Inspired by personal challenges arising from the premature birth of the founders’ twins, Dao Health evolved from a small, self-financed startup, into a trailblazing pioneer whose founding idea is changing the culture of modern motherhood. Prior to the introduction of Freemie® pumping systems, women were relegated to private rooms, closets, or even airport bathrooms to pump milk for their babies because existing breast pumps required users to undress. After struggling for its first few years while figuring out how to navigate around the roadblocks to women pumping in public, Freemie wearable pump systems finally broke through the traditional cultural barriers. Word spread rapidly thereafter through social media, and today the popularity of wearable designs continues to grow.
Freemie won the “Best of Baby Tech” award in January, 2016 at the Consumer Electronics Show in Las Vegas, a leading consumer products trade show that garners worldwide press, as well as a coveted Edison Innovation Award Gold Medal for Health and Wellness, presented in New York City in 2017, with many titans of industry in attendance. Chiaro did not launch its first Elvie pump until late 2018.Virtually every wearable pump design now available is modeled on the form factor pioneered by Freemie®. Wearables have become a viable alternative, as countless moms in reviews say wearable pumps are indispensable in their busy lives to enable continued breastfeeding, which is exclusively recommended for the first six months of a baby’s life.
Dao Health is represented by attorneys Meng Xi, Shawn Blackburn and Bryce Barcelo of Susman Godfrey, a Houston-based law firm that is widely regarded in legal circles as one of America’s leading litigation firms, together with Andrea Fair of Longview, Texas-based Ward, Smith & Hill, also well known for high-stakes litigation involving intellectual property. The case is Dao Health v. Chiaro Technology Limited, 2:23-CV-00289, in the United States District Court for the Eastern District of Texas, Marshall Division.
ABOUT DAO HEALTH
UCSF and Stanford-trained emergency physician Dr. Stella Dao, Freemie’s co-inventor, and her husband, Dan Garbez, conceived their redesign of the traditional breast pump following the premature birth of the couple’s twins in 2004. Dr. Dao realized that the demands of her job as an emergency physician presented serious impediments to her ability to breastfeed her twins with the traditional breast pumps available at that time. Dr. Dao knew that for her premature twins, breast milk was critical to their well-being. She also knew that millions of other new moms have urgent and demanding responsibilities, whether at work or at home, that made pumping challenging or impossible. Something had to change.

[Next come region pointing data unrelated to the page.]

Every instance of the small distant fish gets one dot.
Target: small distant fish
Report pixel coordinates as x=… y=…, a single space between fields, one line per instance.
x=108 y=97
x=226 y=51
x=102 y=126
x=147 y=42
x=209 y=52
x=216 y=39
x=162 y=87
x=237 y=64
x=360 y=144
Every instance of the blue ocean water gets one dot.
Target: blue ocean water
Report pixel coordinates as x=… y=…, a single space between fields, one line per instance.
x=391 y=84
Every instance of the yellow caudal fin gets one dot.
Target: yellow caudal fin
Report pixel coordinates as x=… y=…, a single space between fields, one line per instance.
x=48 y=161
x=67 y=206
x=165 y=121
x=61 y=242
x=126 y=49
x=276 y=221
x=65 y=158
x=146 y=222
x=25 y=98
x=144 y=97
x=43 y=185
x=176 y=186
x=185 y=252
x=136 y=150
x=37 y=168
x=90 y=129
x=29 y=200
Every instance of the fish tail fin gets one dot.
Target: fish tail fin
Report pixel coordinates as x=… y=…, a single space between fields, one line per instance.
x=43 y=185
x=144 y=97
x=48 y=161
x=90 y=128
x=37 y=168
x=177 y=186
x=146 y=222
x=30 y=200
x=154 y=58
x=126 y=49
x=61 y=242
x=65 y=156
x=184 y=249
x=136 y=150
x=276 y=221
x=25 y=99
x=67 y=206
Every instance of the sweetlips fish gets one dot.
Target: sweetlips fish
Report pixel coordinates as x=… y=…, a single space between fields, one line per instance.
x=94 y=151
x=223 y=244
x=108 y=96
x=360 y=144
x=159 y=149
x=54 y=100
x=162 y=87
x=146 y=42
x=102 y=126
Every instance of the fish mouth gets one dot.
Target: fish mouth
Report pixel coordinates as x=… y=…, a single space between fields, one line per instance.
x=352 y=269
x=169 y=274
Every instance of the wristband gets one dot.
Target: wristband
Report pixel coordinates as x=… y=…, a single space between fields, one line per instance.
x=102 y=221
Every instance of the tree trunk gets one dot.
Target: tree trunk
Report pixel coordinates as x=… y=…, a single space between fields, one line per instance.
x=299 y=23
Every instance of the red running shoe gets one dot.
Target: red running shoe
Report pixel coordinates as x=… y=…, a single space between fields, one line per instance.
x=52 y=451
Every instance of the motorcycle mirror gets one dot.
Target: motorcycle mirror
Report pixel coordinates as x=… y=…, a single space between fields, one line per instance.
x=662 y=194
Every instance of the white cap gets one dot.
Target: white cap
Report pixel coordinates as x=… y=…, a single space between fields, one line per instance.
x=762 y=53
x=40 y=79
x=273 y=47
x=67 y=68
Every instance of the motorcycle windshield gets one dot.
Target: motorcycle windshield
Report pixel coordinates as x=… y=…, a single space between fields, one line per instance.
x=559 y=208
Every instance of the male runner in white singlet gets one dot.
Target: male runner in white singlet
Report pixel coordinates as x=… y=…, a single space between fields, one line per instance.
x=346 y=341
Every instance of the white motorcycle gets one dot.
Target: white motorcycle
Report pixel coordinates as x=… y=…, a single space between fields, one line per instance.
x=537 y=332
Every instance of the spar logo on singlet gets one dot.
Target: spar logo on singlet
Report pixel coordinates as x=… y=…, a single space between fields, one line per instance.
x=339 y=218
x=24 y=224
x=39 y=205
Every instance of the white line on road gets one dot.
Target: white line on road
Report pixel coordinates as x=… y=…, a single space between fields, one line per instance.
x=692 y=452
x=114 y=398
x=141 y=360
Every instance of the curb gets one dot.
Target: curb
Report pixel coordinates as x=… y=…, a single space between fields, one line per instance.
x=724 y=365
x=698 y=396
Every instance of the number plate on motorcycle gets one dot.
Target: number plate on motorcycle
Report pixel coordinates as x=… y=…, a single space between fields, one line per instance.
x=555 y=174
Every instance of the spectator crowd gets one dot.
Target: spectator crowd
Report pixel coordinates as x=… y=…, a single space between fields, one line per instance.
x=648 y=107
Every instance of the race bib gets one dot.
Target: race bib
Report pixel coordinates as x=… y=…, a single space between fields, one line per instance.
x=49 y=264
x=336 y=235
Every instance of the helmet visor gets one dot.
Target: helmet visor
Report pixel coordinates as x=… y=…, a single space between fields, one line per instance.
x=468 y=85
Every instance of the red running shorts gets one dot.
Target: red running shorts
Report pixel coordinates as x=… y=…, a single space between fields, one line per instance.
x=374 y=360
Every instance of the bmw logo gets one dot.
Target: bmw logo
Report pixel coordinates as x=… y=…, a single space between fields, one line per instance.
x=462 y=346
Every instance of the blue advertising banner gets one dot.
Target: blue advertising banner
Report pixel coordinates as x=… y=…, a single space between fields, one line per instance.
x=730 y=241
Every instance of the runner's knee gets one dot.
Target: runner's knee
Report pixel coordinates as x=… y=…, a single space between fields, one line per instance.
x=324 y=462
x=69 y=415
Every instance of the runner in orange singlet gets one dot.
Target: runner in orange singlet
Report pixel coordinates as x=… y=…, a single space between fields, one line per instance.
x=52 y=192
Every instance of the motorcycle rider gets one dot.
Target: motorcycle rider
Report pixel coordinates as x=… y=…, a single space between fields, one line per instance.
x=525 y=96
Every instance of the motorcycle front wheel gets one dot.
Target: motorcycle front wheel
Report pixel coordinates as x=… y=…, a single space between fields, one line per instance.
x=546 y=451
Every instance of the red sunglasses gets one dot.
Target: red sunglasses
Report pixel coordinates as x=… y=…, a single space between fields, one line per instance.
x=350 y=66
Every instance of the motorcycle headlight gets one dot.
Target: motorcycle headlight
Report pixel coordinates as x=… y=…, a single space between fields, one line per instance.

Most breastfeeding advocates and health professionals tried to address these problems for new moms by focusing on changing policies, such as promoting more maternity leave, or requiring more employers to provide extra breaks and private rooms dedicated for pumping. But Dr. Dao and Mr. Garbez saw a much simpler and quicker solution, by providing a tool for the job that was designed for the actual environment in which it needed to be used. A simple, effective, concealable, wearable pump would give women direct control over how they feed their infants, regardless of their lifestyle, employers, or other prior impediments.
Dr. Dao’s approach was radical and revolutionary. In 2019, Dr. Dao was invited by the UCSF School of Medicine, her alma mater and one of the world’s premiere health care research institutions, to receive the school’s “Audacious Alumni Award”. Presenting the award to Dr. Dao, UCSF Chancellor Dr. Sam Hawgood, a neonatologist, said, “Dr. Dao’s work stands out for its audacity in challenging an entrenched system that forced a new mother to make the choice either to give up her employment, or to give up on providing the best for the child’s health and wellbeing.”
Dao Health has recently begun licensing its patents in an effort to encourage more innovation to benefit maternal and infant health. Notably, the first licensee of the company’s foundational patents is Medela, the Swiss-based global leader of the industry that has done more than any other company to create the market for breast pumps, and has also sponsored or performed some of the most important basic research into the science of human milk that benefits maternal and infant health globally.